Auburn and the Seattle District of the Army Corps of Engineers have agreed to work together to rehabilitate that portion of the creek that lies mostly inside the second phase of the Auburn Environmental Park. The project's purpose is to substantially reduce flood hazards and create better conditions for fish and wildlife by providing 17.5 acre-feet of additional flood storage within the floodplain.
The smallest parcel the City looks to buy, for an access easement, is .05 acres on the north end of the project, owned by Orchard Industrial.
"The guy keeps the property, while we and the U.S. Army Corps of Engineers get an easement to fix the stream," City Councilman John Holman said Tuesday.
The second calls for the outright acquisition of three parcels owned by Willis and Carolyn Calhoun, totaling 7.13 acres. The third is 1.5 acres owned by the Washington State Department of Transportation, which it has declared surplus. Auburn already owns the rest of the land it needs there.
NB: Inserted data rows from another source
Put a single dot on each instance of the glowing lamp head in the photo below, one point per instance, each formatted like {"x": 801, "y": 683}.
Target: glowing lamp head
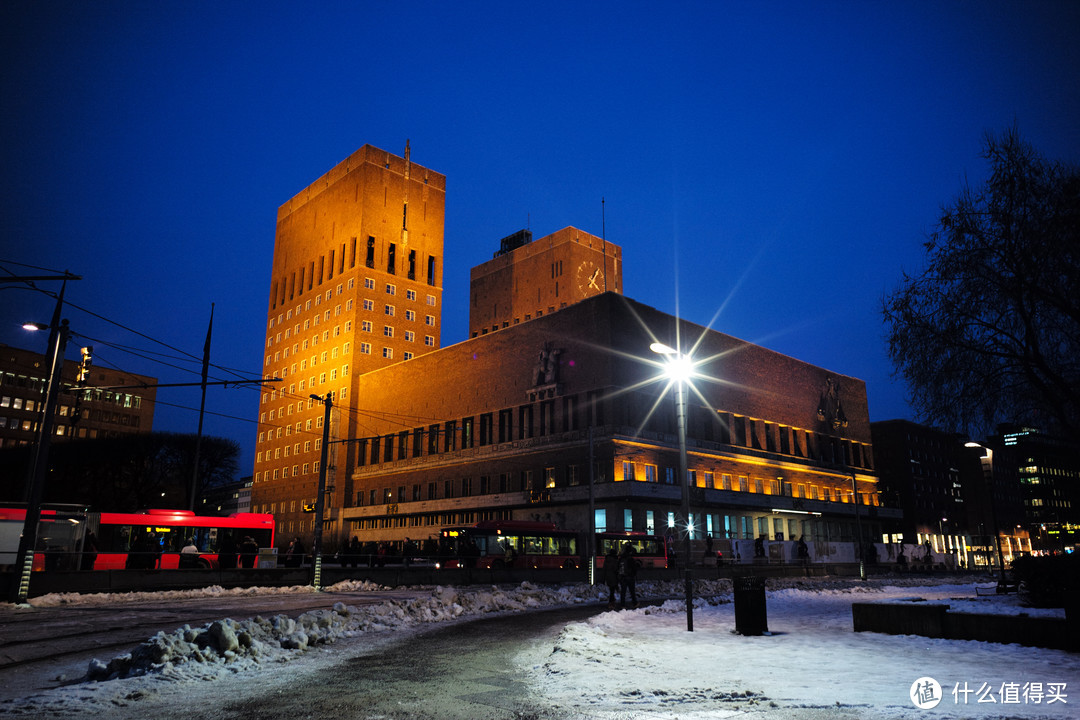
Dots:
{"x": 678, "y": 367}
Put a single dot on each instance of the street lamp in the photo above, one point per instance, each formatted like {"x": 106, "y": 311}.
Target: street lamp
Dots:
{"x": 57, "y": 342}
{"x": 679, "y": 369}
{"x": 987, "y": 463}
{"x": 316, "y": 544}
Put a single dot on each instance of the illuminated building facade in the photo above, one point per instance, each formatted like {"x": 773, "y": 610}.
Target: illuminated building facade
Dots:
{"x": 356, "y": 285}
{"x": 515, "y": 423}
{"x": 115, "y": 403}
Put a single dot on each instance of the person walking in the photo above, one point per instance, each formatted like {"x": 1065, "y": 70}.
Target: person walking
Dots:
{"x": 611, "y": 574}
{"x": 248, "y": 552}
{"x": 628, "y": 575}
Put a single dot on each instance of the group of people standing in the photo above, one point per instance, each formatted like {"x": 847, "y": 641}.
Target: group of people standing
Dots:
{"x": 620, "y": 575}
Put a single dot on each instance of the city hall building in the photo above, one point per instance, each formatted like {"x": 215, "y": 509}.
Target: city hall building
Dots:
{"x": 554, "y": 408}
{"x": 550, "y": 418}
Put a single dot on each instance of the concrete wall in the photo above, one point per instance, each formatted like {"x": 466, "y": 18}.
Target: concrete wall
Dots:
{"x": 935, "y": 621}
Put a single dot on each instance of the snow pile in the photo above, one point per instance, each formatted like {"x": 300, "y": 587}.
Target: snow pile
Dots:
{"x": 54, "y": 599}
{"x": 189, "y": 653}
{"x": 644, "y": 663}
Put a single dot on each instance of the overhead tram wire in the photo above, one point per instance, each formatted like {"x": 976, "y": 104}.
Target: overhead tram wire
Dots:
{"x": 193, "y": 357}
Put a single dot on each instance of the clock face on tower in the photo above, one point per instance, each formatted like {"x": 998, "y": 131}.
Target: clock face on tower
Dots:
{"x": 590, "y": 279}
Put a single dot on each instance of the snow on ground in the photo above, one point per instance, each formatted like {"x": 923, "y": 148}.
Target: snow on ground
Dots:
{"x": 647, "y": 664}
{"x": 635, "y": 663}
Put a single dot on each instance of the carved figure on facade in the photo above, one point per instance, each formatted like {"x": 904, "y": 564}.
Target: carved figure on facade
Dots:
{"x": 829, "y": 407}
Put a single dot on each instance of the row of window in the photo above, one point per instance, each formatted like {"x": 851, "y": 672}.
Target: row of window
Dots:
{"x": 92, "y": 394}
{"x": 571, "y": 475}
{"x": 308, "y": 276}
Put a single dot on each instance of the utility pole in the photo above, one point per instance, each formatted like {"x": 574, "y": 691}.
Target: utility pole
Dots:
{"x": 316, "y": 545}
{"x": 24, "y": 560}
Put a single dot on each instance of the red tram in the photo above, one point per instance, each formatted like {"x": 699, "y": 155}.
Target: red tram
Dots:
{"x": 72, "y": 538}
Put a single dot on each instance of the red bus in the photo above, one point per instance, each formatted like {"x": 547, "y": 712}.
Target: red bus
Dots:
{"x": 509, "y": 544}
{"x": 650, "y": 549}
{"x": 526, "y": 544}
{"x": 143, "y": 540}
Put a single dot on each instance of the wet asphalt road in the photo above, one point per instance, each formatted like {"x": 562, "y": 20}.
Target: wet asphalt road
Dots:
{"x": 462, "y": 671}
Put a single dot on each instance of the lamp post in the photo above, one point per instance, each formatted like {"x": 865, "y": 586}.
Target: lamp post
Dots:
{"x": 987, "y": 462}
{"x": 316, "y": 543}
{"x": 859, "y": 530}
{"x": 57, "y": 342}
{"x": 679, "y": 368}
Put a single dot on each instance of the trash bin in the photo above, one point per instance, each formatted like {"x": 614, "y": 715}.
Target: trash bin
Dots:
{"x": 751, "y": 616}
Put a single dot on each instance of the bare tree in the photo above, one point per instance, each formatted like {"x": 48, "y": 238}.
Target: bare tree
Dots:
{"x": 990, "y": 330}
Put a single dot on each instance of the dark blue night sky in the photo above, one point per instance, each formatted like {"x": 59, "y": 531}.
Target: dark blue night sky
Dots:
{"x": 774, "y": 165}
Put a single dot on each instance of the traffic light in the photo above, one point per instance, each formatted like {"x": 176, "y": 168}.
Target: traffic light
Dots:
{"x": 80, "y": 382}
{"x": 88, "y": 358}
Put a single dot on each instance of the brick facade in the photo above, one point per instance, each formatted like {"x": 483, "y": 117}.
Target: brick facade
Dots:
{"x": 540, "y": 277}
{"x": 356, "y": 284}
{"x": 502, "y": 426}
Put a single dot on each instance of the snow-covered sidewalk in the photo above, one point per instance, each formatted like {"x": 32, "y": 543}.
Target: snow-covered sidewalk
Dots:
{"x": 636, "y": 663}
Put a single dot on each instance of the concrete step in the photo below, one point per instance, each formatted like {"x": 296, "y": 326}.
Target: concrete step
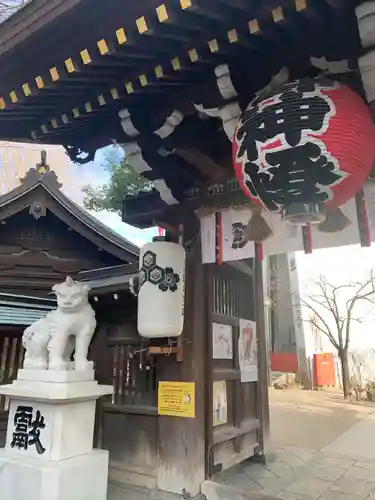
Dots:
{"x": 219, "y": 491}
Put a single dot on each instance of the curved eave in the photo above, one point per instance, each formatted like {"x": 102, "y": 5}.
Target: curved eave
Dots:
{"x": 155, "y": 56}
{"x": 122, "y": 248}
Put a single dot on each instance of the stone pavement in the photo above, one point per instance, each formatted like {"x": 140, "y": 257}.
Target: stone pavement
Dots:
{"x": 323, "y": 450}
{"x": 342, "y": 470}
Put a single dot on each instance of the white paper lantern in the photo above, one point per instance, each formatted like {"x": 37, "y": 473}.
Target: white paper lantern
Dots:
{"x": 161, "y": 290}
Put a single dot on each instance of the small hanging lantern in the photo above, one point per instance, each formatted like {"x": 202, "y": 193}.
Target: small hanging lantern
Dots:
{"x": 161, "y": 289}
{"x": 304, "y": 149}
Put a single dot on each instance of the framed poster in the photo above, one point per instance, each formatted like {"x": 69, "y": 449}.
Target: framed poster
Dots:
{"x": 248, "y": 351}
{"x": 222, "y": 341}
{"x": 176, "y": 399}
{"x": 219, "y": 400}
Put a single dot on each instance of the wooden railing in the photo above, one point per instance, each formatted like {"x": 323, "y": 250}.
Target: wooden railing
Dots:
{"x": 11, "y": 358}
{"x": 133, "y": 372}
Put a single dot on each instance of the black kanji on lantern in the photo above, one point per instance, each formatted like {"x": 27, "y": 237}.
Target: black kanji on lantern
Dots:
{"x": 282, "y": 158}
{"x": 238, "y": 235}
{"x": 170, "y": 281}
{"x": 289, "y": 114}
{"x": 27, "y": 429}
{"x": 298, "y": 174}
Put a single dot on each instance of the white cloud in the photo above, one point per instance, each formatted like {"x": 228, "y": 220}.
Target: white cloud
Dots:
{"x": 137, "y": 236}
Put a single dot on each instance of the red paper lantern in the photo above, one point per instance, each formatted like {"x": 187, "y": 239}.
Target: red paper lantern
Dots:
{"x": 312, "y": 142}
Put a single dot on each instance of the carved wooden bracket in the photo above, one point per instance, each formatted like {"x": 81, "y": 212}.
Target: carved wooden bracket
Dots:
{"x": 38, "y": 210}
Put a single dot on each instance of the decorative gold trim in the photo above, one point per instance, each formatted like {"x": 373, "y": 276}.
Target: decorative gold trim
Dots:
{"x": 141, "y": 25}
{"x": 54, "y": 74}
{"x": 159, "y": 72}
{"x": 129, "y": 87}
{"x": 193, "y": 55}
{"x": 254, "y": 26}
{"x": 69, "y": 64}
{"x": 143, "y": 80}
{"x": 13, "y": 96}
{"x": 85, "y": 56}
{"x": 213, "y": 45}
{"x": 121, "y": 36}
{"x": 26, "y": 89}
{"x": 115, "y": 94}
{"x": 277, "y": 14}
{"x": 233, "y": 36}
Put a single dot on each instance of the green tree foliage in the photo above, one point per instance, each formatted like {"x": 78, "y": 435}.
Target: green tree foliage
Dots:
{"x": 9, "y": 7}
{"x": 123, "y": 181}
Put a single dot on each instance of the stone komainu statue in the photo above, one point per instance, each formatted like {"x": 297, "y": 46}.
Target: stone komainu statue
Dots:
{"x": 50, "y": 341}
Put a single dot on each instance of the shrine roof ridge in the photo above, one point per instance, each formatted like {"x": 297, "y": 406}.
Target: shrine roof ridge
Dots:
{"x": 75, "y": 210}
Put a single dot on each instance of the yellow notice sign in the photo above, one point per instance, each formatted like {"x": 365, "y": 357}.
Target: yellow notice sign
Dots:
{"x": 176, "y": 399}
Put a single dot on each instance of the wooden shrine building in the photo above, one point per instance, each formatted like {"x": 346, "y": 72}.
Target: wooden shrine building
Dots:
{"x": 168, "y": 81}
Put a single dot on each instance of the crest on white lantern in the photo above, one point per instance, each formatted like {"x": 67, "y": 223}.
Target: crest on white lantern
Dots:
{"x": 161, "y": 289}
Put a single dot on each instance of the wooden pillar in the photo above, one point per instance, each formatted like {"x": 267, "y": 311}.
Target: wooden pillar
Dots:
{"x": 181, "y": 441}
{"x": 263, "y": 402}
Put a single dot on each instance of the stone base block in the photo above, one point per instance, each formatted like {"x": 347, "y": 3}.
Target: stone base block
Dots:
{"x": 79, "y": 478}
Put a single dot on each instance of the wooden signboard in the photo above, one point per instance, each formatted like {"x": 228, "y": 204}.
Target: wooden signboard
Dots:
{"x": 176, "y": 399}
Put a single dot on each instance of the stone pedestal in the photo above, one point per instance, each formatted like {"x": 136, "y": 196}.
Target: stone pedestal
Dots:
{"x": 49, "y": 447}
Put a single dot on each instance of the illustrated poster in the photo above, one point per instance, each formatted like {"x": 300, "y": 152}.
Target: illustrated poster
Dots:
{"x": 220, "y": 408}
{"x": 248, "y": 351}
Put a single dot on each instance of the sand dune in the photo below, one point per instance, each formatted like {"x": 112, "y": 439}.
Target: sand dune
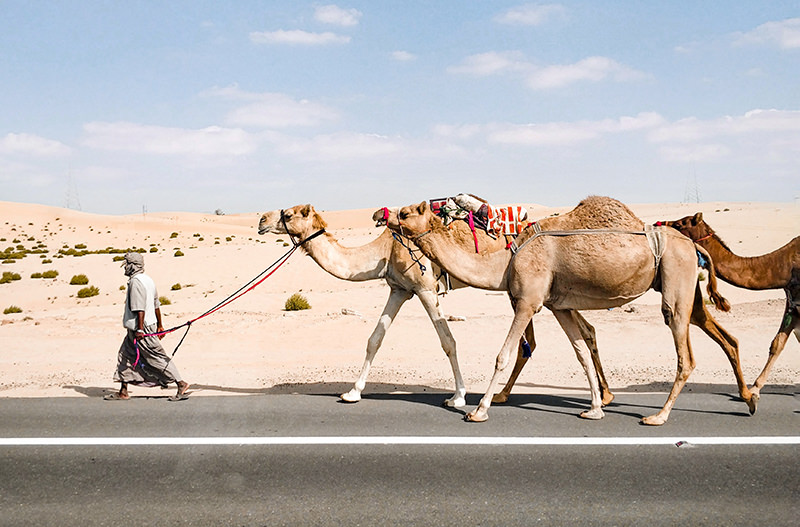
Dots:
{"x": 61, "y": 345}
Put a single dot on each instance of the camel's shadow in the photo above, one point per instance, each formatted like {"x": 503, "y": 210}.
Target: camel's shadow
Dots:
{"x": 559, "y": 403}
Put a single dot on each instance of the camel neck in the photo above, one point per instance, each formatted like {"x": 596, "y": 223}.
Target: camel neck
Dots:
{"x": 365, "y": 262}
{"x": 747, "y": 272}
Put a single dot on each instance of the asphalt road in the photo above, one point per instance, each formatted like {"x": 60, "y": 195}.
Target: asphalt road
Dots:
{"x": 143, "y": 462}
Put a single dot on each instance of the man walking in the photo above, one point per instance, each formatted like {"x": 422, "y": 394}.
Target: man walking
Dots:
{"x": 141, "y": 359}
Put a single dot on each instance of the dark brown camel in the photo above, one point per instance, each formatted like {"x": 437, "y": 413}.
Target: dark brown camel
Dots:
{"x": 779, "y": 269}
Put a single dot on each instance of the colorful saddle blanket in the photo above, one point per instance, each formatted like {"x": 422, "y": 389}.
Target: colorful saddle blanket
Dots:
{"x": 496, "y": 221}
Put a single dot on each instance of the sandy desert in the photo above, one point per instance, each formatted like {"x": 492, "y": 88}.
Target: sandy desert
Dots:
{"x": 60, "y": 345}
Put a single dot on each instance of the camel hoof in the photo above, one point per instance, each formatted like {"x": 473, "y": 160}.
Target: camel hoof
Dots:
{"x": 594, "y": 414}
{"x": 654, "y": 420}
{"x": 353, "y": 396}
{"x": 752, "y": 404}
{"x": 501, "y": 398}
{"x": 476, "y": 417}
{"x": 456, "y": 401}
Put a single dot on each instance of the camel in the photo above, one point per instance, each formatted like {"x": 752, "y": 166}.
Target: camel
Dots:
{"x": 382, "y": 258}
{"x": 779, "y": 269}
{"x": 388, "y": 217}
{"x": 385, "y": 257}
{"x": 594, "y": 257}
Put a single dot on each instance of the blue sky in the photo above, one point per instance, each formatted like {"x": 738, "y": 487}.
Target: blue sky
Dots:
{"x": 253, "y": 105}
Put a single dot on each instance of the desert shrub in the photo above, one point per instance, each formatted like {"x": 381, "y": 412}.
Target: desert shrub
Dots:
{"x": 86, "y": 292}
{"x": 9, "y": 277}
{"x": 79, "y": 279}
{"x": 297, "y": 302}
The origins of the creek's problems date to an undertaking more than 100 years ago, when valley farmers straightened the original creek bed, turning into a ditch. As a straight ditch, it drains but then backs up along a course that continues in a pipe underneath 15th Street Northwest to the Green River. The upshot is that formerly rich salmon habitat that once held floodwater from the swollen Green River backs up, and the water has nowhere to go except into that ditch.
The construction of State Route 167 in 1970 added to the drainage area's woes, making it even more prone to floods, which endanger developments like Emerald Downs and traffic corridors such as SR 167 and West Valley Highway.
City officials expect the restoration project to enhance the ecosystem functions of the creek by creating more complex stream habitat, establishing native vegetation in the riparian areas and improving fish passage.
"When the Green floods, the water will also have a place to back up so it doesn't flow over the West Valley Highway. This'll give us more retention space," Holman said. "The beauty of this deal is that our partner, the Army Corps of Engineers, will pay us 75 to 80 percent of the cost of the project, including the land acquisition, plus they will pay us 80 percent of the cost of the property we already own there. So it ends up costing the City zip, but not until the deal's done. We'll have to come up with $5 million up front, but when it's all done in a couple of years, we get the money back.
"Everybody wins, including the little salmon and the five families of beaver that have made their dams on the thing," Holman added.